The Jesuit Village of Ste. Marie

In 1636, Fr. Daniel returned to Quebec to found a boys’ school and Fr. Isaac Jogues joined Fr. Brebeuf in the mission. Two years later, Fr. Brebeuf established a new mission at Teanaostaiaë. It was beset by difficulties, however, especially when the smallpox epidemic of 1639 caused riots, beatings, and the desertion of most of his converts.

The rivalries of the various Huron villages caused the missionaries to change their tactics in 1639. Fr. Brebeuf and his companions established a new village, Ste. Marie, on the Wye River, a short distance away from their other missions. They had found that identifying with one village made them less welcome in other villages. From the new mission, they were able to make trips to new tribes as well as to their current missions.
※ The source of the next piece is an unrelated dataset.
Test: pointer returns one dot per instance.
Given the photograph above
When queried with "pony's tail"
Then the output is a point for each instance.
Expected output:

In 1641, Fr. Brebeuf returned to Quebec, where he coordinated the missions for the next three years. During that time, he wrote the Huron Christmas carol, still a popular Christmas song today. These were difficult times for the missions, as the threat from the Iroquois was stronger than ever. Mission convoys were often captured by the Iroquois, and in 1642, Rene Goupil became the first martyr and Fr. Isaac Jogues spent a year as an Iroquois prisoner.

Saint Jean de Brebeuf’s Final Years

Fr. Brebeuf returned to his work among the Huron in 1644. In the next four years, three more missionaries were martyred by the Iroquois. Fr. Brebeuf had once witnessed the Iroquois torture their victim (one of his recent converts) and knew what death at their hands meant. Despite this, he remained with his people, teaching and helping. In 1649, the Iroquois attacked the village where Fr. Brebeuf was serving with Fr. Lalemant. After being tortured, they were martyred on March 17.

St. Jean, you fearlessly pursed God’s calling upon your life, ignoring the opinions of those who tried to stop you. Even health problems could not keep you from your vocation. Pray that we may also do what God asks of us, even if we face opposition from our friends and family. Amen.